11. A disappointment or a clash of expectations might be in the making on the periphery of what is considered to be the center of world affairs. Nato’s new members expect protection against threats they detect. If one asks Nato’s insiders, the word “threat” provokes irritation. Officially, “see no evil face no evil” prevails here. Therefore, the question is “what threat?” To give an honest answer is non-PC so there is silence. The EU wants to be, no matter what, an architect of the reign of peace. The bliss is to be achieved through negotiated compromise. The substance of that is what new and, due to their experience, concerned members are inclined to consider to be surrender by small periodical down payments.

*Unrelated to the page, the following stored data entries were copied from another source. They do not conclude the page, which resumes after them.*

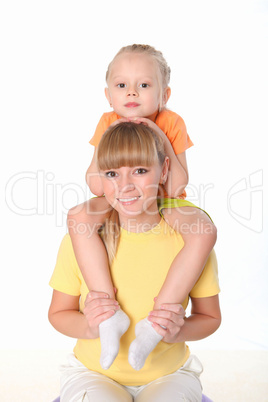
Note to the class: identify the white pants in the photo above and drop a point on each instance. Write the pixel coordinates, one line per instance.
(78, 384)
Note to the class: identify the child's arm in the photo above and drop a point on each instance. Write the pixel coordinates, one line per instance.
(93, 178)
(83, 223)
(204, 320)
(199, 235)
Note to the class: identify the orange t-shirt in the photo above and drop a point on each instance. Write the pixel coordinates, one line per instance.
(169, 122)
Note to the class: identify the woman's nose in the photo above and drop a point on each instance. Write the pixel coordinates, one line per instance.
(126, 186)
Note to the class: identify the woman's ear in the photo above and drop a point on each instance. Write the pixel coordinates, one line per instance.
(164, 173)
(108, 96)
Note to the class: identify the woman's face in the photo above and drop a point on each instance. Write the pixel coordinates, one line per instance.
(132, 191)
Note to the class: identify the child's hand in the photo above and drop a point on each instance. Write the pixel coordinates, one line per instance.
(168, 321)
(98, 307)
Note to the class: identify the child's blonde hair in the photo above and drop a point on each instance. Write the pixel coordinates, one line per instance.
(126, 144)
(164, 69)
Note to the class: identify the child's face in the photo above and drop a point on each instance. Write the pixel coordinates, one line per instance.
(133, 86)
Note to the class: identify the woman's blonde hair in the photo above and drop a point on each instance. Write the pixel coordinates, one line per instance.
(126, 144)
(164, 69)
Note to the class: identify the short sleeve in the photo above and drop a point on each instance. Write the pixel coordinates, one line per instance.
(175, 129)
(66, 276)
(208, 282)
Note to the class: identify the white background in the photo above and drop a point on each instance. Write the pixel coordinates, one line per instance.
(54, 59)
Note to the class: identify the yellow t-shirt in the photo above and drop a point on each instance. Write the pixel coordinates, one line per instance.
(138, 272)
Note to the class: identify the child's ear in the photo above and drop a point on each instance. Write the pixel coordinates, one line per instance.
(166, 95)
(108, 96)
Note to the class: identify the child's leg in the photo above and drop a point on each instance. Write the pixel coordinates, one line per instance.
(83, 223)
(199, 235)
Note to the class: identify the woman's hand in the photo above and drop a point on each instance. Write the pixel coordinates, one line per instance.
(98, 308)
(168, 321)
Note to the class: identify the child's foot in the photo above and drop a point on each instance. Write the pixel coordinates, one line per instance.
(146, 340)
(111, 331)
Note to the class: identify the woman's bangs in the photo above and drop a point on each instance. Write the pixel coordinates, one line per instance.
(127, 148)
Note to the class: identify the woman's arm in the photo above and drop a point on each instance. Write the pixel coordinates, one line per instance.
(65, 317)
(205, 319)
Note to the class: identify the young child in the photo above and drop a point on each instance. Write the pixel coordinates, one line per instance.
(137, 90)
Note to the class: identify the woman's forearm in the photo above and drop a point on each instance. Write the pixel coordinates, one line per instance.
(198, 326)
(70, 323)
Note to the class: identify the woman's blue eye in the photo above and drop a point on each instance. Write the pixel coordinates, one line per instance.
(110, 174)
(141, 171)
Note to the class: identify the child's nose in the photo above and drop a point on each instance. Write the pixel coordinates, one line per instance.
(132, 92)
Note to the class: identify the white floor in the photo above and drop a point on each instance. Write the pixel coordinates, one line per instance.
(239, 376)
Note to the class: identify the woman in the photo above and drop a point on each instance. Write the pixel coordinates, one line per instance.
(141, 247)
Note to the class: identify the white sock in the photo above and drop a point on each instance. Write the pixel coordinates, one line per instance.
(110, 332)
(146, 340)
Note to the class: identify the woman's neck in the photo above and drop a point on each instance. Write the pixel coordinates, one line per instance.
(137, 225)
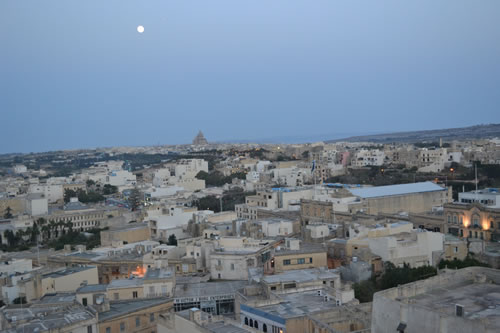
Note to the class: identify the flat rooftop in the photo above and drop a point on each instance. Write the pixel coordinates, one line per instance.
(304, 248)
(301, 275)
(480, 301)
(207, 289)
(126, 283)
(44, 319)
(124, 307)
(92, 288)
(67, 271)
(294, 305)
(394, 190)
(158, 273)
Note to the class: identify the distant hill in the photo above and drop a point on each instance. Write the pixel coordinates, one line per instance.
(472, 132)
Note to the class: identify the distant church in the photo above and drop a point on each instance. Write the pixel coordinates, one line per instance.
(200, 140)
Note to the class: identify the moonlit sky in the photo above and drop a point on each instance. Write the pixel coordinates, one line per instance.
(77, 74)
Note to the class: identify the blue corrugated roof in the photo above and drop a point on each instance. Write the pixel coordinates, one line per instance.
(390, 190)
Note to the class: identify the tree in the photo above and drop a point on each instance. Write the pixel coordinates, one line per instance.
(109, 189)
(172, 240)
(8, 213)
(12, 239)
(68, 194)
(134, 199)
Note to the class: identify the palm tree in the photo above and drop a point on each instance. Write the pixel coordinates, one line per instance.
(69, 225)
(46, 232)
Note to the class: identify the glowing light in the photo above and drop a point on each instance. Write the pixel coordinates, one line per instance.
(485, 225)
(139, 271)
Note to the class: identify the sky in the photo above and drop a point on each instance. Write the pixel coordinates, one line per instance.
(77, 74)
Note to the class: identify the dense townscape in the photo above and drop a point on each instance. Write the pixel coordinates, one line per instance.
(221, 237)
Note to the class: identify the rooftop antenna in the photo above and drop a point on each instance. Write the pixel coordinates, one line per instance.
(475, 169)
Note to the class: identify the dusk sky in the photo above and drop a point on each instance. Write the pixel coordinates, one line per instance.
(77, 74)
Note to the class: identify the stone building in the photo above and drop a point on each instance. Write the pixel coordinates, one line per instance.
(200, 140)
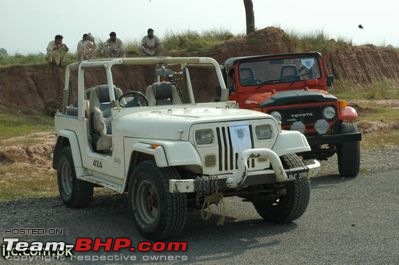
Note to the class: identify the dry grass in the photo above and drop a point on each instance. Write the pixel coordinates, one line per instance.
(24, 180)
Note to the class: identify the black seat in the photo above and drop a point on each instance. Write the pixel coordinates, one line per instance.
(162, 93)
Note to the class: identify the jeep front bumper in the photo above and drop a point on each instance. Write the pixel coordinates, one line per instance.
(242, 177)
(334, 139)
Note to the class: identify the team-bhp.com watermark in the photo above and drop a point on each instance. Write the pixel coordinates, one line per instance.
(86, 249)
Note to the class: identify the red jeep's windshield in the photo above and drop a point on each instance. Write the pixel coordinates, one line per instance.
(280, 70)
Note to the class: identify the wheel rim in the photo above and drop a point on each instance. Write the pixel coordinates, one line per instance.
(66, 178)
(147, 202)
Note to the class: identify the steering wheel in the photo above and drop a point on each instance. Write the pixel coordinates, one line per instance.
(133, 99)
(250, 81)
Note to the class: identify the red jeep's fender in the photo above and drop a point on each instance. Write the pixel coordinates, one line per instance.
(347, 114)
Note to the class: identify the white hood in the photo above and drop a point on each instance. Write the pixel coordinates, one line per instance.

12. The nose-diving €. The currency is a political construct and by now not primarily an instrument that expresses economic realities. The worse thing about it for the global economy is that, those responsible are not responsible enough to care.
13. Weak EU politicians make hefty mistakes. Among these is the economic crisis management that adds ruinous debt to the current one. Servicing this expanding liability draws money away from investment. Investments imply rising future productive performance. As such they happen to be the only legitimate reason to incur obligations.
14. Some of the EU’s members are about to have their VAT going up from 19% to around 24%. An added disadvantage of membership is that successful societies and individuals are forced to imitate tried and proven measures that have made others to fail. To stabilize its economy, the EU needs more VAT as much as fish need umbrellas when it rains.
15. Chancellor Merkel’s main concern seems to be to stay in power. This desire is as much a trait of politicians as the chasing of cats defines dogs. The statesman would, regardless of threatening elections, attempt to solve the problem for its own sake through voter-education
The voter shares a responsibility for making inferior governance a consequence of his choices. He happens to be superficially informed, is forgetful, and lacks perspective. He is also inclined to ignore that his security depends on his choices for which he, and not some party, is responsible. He also likes to ignore that, regardless of the promises made, he is not immune to the consequences of the mistakes made in his name. That tabloids with oodles of boobs, much gossip and little other substance, serve his freely chosen entertainment, is a defining symptom of self-imposed blindness.
Cogito
Submitted by Capodistrias on Fri, 2010-07-09 15:48.
Ergo I read Handlery.
#4 Let's not forget regulation set up to promote fraud. The two main sides in the pro v con regulatory debate as it is promoted by the media, major political parties, think tanks, and brilliant pundits, for some reason, i.e. $$$, often overlook that dimension of the regulatory debate.
Now if someone could set up a web site for the Fish Protective League with partnership links to the Greenpeace, WWF, etc., what would be the chances of obtaining Federal grant money to attach umbrellas to fish? I know an island on which we could outsource the work. Kappert, your ship has come in.